Business Analysts: Different Types in the Team

22 August 2014
By Ekaterina Shalapanova, Project Manager and Maxim Matsiyevskyi, Business Analyst

Today we will talk about analyst teams for IT projects.

Who do we need to play this specific role? What particular skills and responsibilities an analyst should have to be efficient and cost effective? We will cover several aspects in this small blog entry; mostly, we address the needs of mid-sized or large project.
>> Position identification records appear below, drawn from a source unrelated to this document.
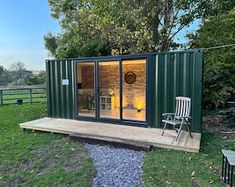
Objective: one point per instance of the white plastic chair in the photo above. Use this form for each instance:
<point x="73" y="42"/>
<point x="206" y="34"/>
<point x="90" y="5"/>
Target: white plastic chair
<point x="181" y="116"/>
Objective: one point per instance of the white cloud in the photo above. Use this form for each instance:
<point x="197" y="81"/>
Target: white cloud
<point x="34" y="59"/>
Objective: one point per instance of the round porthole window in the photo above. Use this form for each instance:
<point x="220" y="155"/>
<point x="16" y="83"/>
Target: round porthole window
<point x="130" y="77"/>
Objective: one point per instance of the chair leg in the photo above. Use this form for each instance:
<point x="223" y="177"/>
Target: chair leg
<point x="175" y="129"/>
<point x="179" y="131"/>
<point x="189" y="130"/>
<point x="164" y="129"/>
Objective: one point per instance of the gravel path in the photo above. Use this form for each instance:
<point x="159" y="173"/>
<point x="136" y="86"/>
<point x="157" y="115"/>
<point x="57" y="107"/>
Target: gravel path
<point x="116" y="167"/>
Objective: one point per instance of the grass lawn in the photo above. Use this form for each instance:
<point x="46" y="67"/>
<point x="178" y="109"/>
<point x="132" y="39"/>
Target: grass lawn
<point x="39" y="159"/>
<point x="174" y="168"/>
<point x="42" y="159"/>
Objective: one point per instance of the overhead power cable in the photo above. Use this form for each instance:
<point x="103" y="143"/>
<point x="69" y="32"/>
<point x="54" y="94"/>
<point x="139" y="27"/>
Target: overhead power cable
<point x="217" y="47"/>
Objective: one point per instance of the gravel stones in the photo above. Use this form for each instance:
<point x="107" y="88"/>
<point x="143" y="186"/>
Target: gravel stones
<point x="116" y="167"/>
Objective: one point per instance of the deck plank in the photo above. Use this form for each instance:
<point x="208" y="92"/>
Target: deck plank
<point x="121" y="133"/>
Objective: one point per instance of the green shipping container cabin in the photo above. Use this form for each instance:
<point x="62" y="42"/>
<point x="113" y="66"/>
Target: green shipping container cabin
<point x="127" y="89"/>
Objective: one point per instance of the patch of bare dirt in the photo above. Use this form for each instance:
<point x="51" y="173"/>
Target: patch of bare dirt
<point x="219" y="124"/>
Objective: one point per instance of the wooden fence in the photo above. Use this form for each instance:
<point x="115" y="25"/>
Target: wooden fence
<point x="22" y="95"/>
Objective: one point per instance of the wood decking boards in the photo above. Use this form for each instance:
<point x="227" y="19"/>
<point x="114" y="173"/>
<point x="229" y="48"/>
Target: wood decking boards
<point x="117" y="133"/>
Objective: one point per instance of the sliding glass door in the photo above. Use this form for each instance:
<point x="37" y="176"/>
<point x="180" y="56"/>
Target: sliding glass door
<point x="112" y="90"/>
<point x="134" y="90"/>
<point x="109" y="91"/>
<point x="86" y="89"/>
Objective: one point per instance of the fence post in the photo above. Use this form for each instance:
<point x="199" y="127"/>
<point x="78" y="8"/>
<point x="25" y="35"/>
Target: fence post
<point x="1" y="98"/>
<point x="30" y="96"/>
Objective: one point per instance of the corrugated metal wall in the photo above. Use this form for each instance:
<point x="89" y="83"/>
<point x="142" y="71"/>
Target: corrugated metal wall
<point x="178" y="74"/>
<point x="170" y="74"/>
<point x="60" y="97"/>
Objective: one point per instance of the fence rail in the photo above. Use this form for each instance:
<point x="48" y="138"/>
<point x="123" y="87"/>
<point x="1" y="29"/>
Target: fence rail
<point x="22" y="95"/>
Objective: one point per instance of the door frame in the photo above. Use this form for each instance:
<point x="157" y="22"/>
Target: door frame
<point x="120" y="121"/>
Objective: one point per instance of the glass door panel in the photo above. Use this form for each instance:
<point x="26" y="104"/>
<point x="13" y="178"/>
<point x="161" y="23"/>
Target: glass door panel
<point x="86" y="89"/>
<point x="134" y="89"/>
<point x="109" y="91"/>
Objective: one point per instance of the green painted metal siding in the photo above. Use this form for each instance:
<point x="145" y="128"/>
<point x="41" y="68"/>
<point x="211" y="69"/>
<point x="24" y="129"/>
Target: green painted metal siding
<point x="60" y="97"/>
<point x="169" y="75"/>
<point x="178" y="74"/>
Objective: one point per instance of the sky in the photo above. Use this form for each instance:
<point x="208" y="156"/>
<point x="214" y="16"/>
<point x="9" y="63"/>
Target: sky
<point x="23" y="23"/>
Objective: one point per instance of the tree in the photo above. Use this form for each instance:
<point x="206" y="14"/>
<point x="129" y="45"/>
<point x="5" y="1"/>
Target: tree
<point x="36" y="78"/>
<point x="219" y="64"/>
<point x="127" y="26"/>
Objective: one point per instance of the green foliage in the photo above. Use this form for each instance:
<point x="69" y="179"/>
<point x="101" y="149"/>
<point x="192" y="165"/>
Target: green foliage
<point x="128" y="26"/>
<point x="219" y="64"/>
<point x="39" y="159"/>
<point x="37" y="78"/>
<point x="164" y="167"/>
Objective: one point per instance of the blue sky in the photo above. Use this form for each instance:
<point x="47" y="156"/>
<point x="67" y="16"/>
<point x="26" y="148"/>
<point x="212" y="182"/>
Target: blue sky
<point x="23" y="23"/>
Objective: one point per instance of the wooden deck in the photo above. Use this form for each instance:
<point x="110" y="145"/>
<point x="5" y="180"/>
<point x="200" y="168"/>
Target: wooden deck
<point x="117" y="133"/>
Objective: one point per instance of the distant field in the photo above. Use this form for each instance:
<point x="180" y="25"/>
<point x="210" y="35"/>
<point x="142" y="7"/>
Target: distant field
<point x="27" y="95"/>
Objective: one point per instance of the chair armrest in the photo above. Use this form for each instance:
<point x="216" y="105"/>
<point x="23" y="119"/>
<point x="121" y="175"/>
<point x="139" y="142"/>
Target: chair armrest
<point x="184" y="117"/>
<point x="168" y="114"/>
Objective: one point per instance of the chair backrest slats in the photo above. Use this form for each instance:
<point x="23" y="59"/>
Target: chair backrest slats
<point x="183" y="106"/>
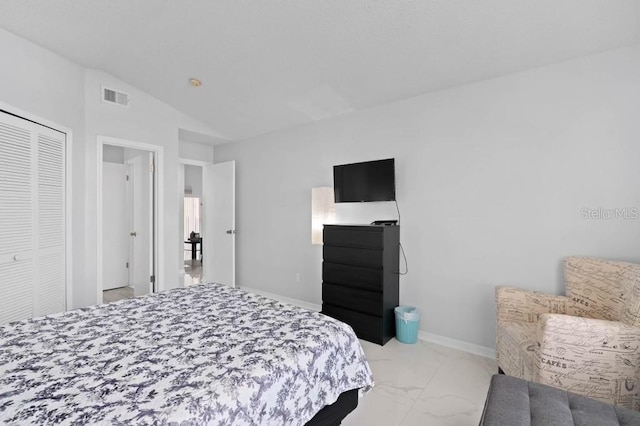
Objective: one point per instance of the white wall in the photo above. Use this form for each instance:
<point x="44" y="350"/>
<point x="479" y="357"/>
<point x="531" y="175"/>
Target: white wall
<point x="195" y="151"/>
<point x="41" y="83"/>
<point x="491" y="180"/>
<point x="149" y="121"/>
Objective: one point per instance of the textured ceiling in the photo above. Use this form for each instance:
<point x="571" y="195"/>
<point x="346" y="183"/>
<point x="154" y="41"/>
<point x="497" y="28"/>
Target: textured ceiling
<point x="268" y="64"/>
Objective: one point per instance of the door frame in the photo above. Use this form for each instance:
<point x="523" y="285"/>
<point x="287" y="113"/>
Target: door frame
<point x="158" y="202"/>
<point x="183" y="162"/>
<point x="20" y="113"/>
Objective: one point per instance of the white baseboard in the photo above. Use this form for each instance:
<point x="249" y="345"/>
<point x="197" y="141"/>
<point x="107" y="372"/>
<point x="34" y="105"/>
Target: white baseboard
<point x="457" y="344"/>
<point x="289" y="300"/>
<point x="422" y="335"/>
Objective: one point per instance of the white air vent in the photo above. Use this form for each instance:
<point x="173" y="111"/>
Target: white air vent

First, let’s define who is a business analyst. Like developers, who have their favorite programming language and the area of their professional focus, analysts have areas of their specialization and career paths. Below we described typical roles an analyst can play in a project:

  • Business Analyst
    On the one hand, this is an umbrella brand for an IT-analyst, and on the other hand this role has a quite formal definition within the industry. Their job is to drive optimization of the of the client’s business processes. They do that by analyzing the current state of the business and suggest specific steps to be taken for improving enterprise efficiency. They are more focused on business processes rather than technology.
  • Business Consultant
    Responsibility of a business consultant is to build new business processes based on their industry knowledge and experience. These specialists have excellent knowledge of the industry, watch trends and bring high value by implementing industry best practices to reach the goals of a particular project.
  • Marketing Specialist
    They usually work with end-users, research markets and competing products, gather end-user expectations, collect feedback and plan promotions. Usually they report to a Product Manager, and this makes them a part of an analyst team.
  • Product Manager
    The responsibility of product owner is to envision the product, define the place of the project in the company’s product line and its positioning against competing products. He has the authority to accept or reject features based on their vision of the product. Product Manager is an expert in their market niche, who directs the product development.
  • Requirements Manager
    Requirements Manager’s responsibilities are to identify, classify, document, maintain, receive approval for requirements from business stakeholders and mediate conflicts.
  • System Analyst
    What System Analyst is supposed to do is convert high-level requirements into software workflows and then elaborate a set of screens and rules that are suitable for software developers and QA engineers. Thus, source code, test cases and the acceptance criteria are all based on results of their work. These people understand technology capabilities, aware about usability and design.
  • Technical Writer
    Their job is to maintain project documentation including requirements specifications, user manuals, operational documentation, etc. This person has good writing skills and the ability to express their ideas.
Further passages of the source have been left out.